Supongo que el título de esta obra no deja lugar a dudas, pero aun así no está de más decir que estoy en deuda, en términos de inspiración, con William Butler Yeats, cuyas meditaciones en prosa y en verso sobre los misterios de Bizancio me condujeron hasta allí y me permitieron descubrir que la imaginación y la historia podían sentirse como pez en el agua en este medio.

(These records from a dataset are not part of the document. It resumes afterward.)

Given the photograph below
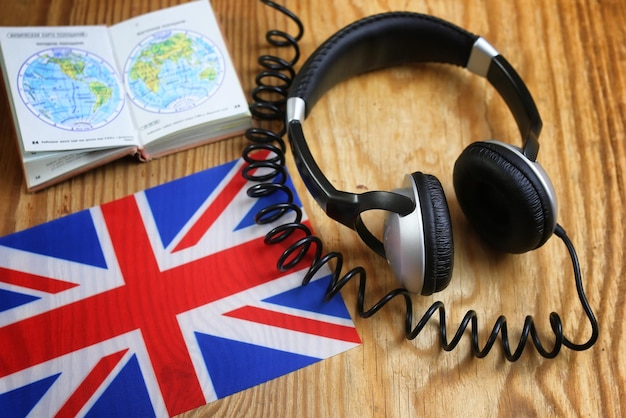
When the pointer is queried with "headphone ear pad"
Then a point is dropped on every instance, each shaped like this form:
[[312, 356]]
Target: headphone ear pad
[[504, 199], [419, 246], [438, 239]]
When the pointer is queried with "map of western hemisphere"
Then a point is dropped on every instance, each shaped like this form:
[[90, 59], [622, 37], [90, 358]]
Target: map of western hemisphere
[[173, 70], [170, 71], [70, 89]]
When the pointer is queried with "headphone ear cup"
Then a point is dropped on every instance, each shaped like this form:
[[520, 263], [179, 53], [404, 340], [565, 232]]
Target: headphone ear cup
[[507, 198], [419, 246]]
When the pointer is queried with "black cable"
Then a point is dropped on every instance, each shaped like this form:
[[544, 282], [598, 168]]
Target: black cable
[[269, 95]]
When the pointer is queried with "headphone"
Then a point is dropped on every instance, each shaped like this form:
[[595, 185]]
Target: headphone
[[503, 191]]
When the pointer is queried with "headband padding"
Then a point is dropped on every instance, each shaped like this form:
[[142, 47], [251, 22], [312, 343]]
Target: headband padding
[[502, 198], [438, 240], [377, 42]]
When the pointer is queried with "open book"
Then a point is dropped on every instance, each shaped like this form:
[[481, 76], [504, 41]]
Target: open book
[[82, 96]]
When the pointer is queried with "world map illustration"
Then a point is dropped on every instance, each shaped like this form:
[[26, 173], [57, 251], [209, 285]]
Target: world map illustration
[[70, 89], [173, 70]]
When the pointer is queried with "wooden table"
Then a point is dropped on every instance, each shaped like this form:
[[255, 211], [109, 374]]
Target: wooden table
[[374, 129]]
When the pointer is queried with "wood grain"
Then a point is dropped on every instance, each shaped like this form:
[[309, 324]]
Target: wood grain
[[371, 131]]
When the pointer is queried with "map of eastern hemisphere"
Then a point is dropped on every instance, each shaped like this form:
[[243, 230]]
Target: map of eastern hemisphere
[[70, 89], [173, 70]]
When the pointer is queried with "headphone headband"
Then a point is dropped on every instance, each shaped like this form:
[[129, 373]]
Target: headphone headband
[[381, 41]]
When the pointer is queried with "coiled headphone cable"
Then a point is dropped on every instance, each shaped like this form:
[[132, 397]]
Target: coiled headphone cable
[[270, 175]]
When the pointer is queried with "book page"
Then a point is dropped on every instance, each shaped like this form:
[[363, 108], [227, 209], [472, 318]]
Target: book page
[[65, 89], [176, 70]]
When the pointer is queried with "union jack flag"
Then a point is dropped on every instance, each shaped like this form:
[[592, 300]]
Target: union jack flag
[[155, 304]]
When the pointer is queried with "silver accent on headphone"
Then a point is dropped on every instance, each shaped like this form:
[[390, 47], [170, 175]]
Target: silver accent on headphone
[[480, 57], [404, 247], [541, 174], [296, 109]]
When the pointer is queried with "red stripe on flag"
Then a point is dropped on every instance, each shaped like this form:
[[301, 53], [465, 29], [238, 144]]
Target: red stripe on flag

Siempre he creído que para hacer una versión ficticia de un determinado período histórico, primero hay que profundizar en él. Bizancio ha recibido un trato de privilegio por parte de los historiadores. Por lo que a mí respecta, me he sentido profundamente arropado por sus escritos, sus comunicaciones personales vía correo electrónico y por el generoso estímulo que me han ofrecido muchos eruditos. Obsta decir que las personas a las que citaré a continuación no son ni remotamente responsables de los errores en los que haya podido incurrir o de las alteraciones deliberadas que haya realizado en lo que no deja de ser, esencialmente, una fantasía sobre Bizancio.

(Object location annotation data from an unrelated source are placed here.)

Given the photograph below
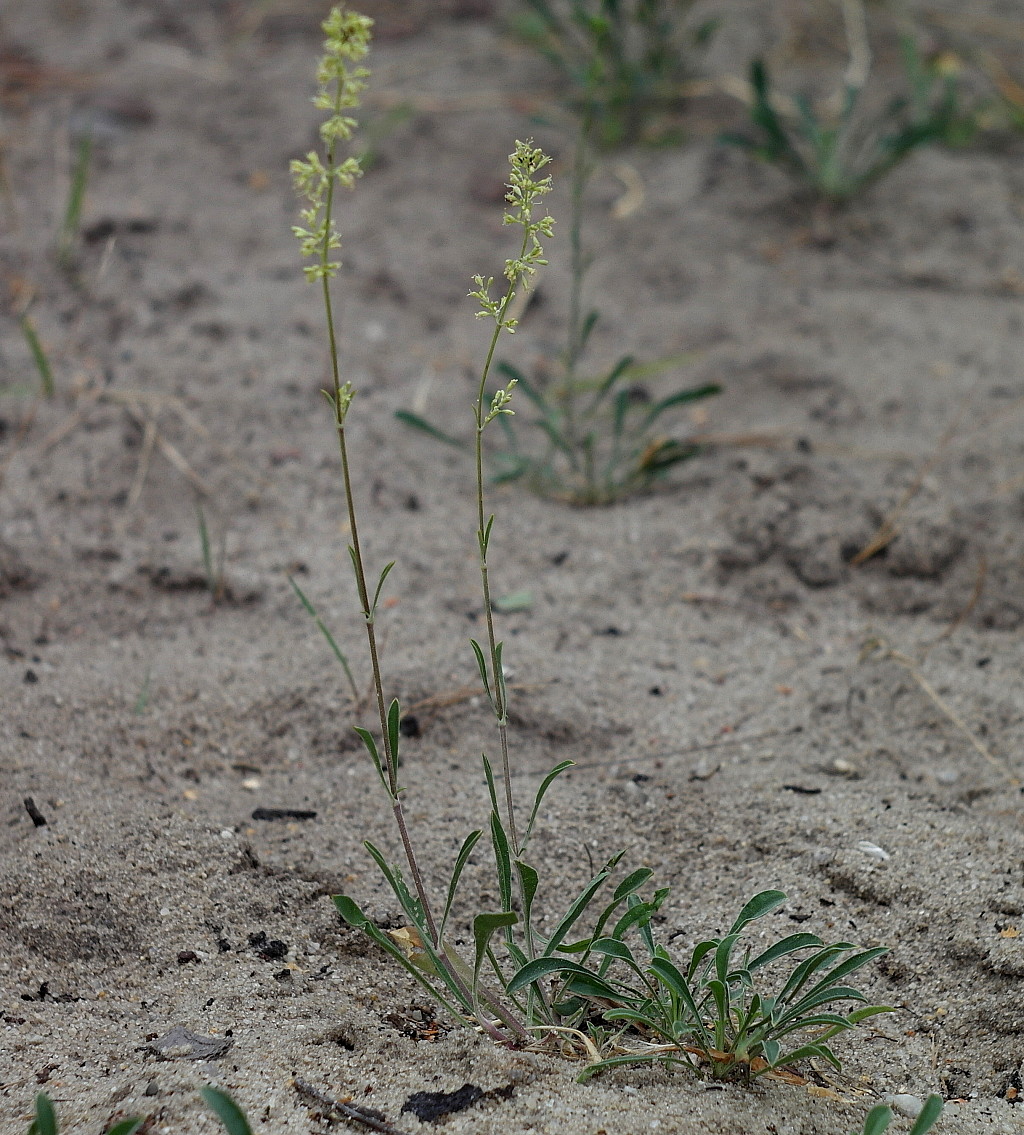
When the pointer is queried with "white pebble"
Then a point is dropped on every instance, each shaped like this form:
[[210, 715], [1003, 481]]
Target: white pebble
[[908, 1106]]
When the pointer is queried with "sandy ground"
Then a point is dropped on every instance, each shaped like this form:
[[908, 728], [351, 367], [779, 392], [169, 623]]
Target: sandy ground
[[696, 652]]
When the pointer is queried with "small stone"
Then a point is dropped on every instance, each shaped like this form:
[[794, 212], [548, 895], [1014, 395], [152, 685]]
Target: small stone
[[908, 1106]]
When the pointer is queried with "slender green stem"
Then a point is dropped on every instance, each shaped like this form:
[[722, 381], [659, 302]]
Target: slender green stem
[[515, 1028], [389, 756], [501, 707], [575, 343]]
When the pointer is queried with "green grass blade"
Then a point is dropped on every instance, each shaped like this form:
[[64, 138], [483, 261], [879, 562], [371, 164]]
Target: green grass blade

Es un placer dejar constancia de la extraordinaria ayuda que ha supuesto para mí la obra de Alan Cameron acerca de las carreras de cuadrigas y las facciones en el Hipódromo; de Rossi, Nordhagen y L’Orange sobre mosaicos; de Lionel Casson en lo que se refiere a los viajes en el antiguo mundo; de Robert Browning con relación a Justiniano y Teodora; de Warren Treadgold respecto de los temas castrenses; de David Talbct Rice, Stephen Runciman, Gervase Mathew y Ernst Kitzinger acerca de la estética bizantina; así como los tratados de historia más general de Cyril Mango, H. W. Haussig, Mark Whittow, Averil Cameron y G. Ostrogorski. También quiero agradecer la ayuda y el ánimo que recibí durante mi participación en los acalorados y casi siempre polémicos foros científicos en Internet relacionados con Bizancio y la Antigüedad. Mis métodos de investigación ya no serán nunca los de antes.

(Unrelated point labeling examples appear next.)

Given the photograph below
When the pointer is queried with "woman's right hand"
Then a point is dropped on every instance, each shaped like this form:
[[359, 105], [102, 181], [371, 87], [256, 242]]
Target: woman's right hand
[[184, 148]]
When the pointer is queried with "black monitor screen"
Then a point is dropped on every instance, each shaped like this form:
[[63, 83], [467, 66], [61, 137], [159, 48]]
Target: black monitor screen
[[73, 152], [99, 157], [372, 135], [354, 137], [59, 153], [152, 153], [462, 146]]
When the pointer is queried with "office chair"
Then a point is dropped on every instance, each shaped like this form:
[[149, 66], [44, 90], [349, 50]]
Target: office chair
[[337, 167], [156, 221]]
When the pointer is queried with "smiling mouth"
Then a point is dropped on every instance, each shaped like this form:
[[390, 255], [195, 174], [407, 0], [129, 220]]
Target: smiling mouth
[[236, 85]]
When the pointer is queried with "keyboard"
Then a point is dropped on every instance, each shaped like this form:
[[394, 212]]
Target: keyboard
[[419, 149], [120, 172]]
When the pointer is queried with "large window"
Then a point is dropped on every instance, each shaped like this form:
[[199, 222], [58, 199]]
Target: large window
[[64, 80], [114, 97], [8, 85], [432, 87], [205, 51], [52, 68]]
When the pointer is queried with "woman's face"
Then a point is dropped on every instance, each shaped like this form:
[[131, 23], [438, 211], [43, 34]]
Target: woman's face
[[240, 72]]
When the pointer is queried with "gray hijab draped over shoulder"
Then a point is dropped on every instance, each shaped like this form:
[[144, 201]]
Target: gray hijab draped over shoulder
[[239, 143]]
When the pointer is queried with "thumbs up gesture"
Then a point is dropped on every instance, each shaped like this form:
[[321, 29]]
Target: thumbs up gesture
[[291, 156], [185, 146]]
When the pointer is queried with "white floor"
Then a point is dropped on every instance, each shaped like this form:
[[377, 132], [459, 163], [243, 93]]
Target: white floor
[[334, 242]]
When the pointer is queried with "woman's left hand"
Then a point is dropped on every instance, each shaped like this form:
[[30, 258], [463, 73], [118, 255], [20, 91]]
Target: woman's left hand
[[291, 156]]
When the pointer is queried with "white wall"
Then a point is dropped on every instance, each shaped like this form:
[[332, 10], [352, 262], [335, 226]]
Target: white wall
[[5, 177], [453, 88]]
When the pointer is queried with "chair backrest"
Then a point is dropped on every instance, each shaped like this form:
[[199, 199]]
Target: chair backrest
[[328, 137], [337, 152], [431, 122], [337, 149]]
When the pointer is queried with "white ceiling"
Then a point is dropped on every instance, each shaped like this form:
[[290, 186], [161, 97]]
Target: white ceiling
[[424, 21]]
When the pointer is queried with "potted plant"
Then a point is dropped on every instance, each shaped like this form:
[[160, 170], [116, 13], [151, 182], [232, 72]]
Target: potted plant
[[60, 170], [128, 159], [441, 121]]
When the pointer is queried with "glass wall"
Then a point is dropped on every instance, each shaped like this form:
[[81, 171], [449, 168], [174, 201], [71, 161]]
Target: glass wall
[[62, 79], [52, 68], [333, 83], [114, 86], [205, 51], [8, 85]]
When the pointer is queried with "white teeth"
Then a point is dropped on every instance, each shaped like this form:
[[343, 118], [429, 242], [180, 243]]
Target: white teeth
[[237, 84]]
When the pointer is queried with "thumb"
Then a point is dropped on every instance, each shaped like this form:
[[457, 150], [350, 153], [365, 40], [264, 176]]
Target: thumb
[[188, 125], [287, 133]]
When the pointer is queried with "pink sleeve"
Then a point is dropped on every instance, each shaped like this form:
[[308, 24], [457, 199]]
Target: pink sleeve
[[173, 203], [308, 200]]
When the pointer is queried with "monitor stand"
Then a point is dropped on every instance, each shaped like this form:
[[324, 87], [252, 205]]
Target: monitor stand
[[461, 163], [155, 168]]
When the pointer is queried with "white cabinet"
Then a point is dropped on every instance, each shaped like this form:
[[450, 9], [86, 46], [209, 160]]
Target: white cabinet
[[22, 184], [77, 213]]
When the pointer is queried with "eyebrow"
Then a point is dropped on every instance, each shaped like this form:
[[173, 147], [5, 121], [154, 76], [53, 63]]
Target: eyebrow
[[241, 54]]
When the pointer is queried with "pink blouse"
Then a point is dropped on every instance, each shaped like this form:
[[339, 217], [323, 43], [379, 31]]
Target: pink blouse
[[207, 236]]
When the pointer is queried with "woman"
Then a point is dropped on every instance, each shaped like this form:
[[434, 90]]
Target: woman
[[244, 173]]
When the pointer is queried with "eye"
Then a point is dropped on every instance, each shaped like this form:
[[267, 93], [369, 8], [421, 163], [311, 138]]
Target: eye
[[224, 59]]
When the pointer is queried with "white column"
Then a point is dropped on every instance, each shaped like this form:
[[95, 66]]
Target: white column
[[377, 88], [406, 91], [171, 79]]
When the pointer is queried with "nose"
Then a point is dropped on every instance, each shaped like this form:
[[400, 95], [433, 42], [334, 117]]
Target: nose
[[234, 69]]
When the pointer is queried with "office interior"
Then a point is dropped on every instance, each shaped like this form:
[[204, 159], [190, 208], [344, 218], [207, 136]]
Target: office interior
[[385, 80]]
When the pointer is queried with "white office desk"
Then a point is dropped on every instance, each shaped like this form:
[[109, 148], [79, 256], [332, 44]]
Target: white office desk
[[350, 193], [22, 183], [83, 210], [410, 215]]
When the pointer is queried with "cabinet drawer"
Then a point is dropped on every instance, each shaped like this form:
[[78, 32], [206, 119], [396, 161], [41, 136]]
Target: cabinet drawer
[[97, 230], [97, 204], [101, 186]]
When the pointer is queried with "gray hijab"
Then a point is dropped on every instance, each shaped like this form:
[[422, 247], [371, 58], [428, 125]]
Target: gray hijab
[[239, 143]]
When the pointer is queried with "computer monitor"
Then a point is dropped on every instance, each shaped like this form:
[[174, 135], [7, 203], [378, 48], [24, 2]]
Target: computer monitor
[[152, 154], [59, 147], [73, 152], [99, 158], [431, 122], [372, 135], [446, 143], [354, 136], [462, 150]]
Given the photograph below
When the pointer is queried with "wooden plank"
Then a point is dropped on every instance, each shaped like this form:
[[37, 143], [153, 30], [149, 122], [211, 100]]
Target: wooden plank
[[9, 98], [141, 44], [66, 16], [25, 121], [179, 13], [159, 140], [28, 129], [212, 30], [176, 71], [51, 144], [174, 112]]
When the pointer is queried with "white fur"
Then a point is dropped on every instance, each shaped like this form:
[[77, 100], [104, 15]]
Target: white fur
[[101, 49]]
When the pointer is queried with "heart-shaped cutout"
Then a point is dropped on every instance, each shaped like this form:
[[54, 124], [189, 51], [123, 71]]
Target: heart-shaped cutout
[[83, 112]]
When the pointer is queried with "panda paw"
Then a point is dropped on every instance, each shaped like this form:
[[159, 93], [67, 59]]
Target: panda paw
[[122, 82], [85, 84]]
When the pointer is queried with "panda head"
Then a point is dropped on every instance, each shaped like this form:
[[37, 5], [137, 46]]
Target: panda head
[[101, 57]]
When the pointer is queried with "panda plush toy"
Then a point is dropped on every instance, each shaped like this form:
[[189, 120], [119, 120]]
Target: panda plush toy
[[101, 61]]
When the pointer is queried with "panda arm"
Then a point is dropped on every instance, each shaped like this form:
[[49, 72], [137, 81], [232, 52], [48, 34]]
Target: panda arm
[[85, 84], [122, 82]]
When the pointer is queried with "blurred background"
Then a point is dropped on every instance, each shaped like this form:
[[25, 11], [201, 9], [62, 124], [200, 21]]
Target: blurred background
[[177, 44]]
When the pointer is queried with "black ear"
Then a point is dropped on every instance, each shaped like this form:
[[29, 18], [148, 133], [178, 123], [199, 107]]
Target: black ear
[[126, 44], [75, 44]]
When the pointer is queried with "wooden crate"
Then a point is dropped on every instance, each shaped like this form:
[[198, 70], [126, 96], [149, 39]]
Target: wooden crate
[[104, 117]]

A un nivel más personal, Rex Kay sigue siendo mi primer y más mordaz lector; Martin Springett aportó sus considerables conocimientos en el trazado del mapa; y Meg Masters, mi editora canadiense, una valiosa y serena presencia en cuatro de mis libros hasta hoy. Linda McKnight y Anthea Morton-Saner, en Toronto y Londres, son dos buenas amigas, además de astutas agentes editoriales, dos elementos que un escritor exigente siempre necesita. Mi madre me orientó hacia los libros desde la niñez y, más tarde, hacia la creencia de que también yo podía escribirlos. Aún lo hace. Y mi esposa crea un espacio propicio para que las palabras y los relatos fluyan de forma espontánea. Si dijera que se lo agradezco, estaría subestimando gravemente la verdad.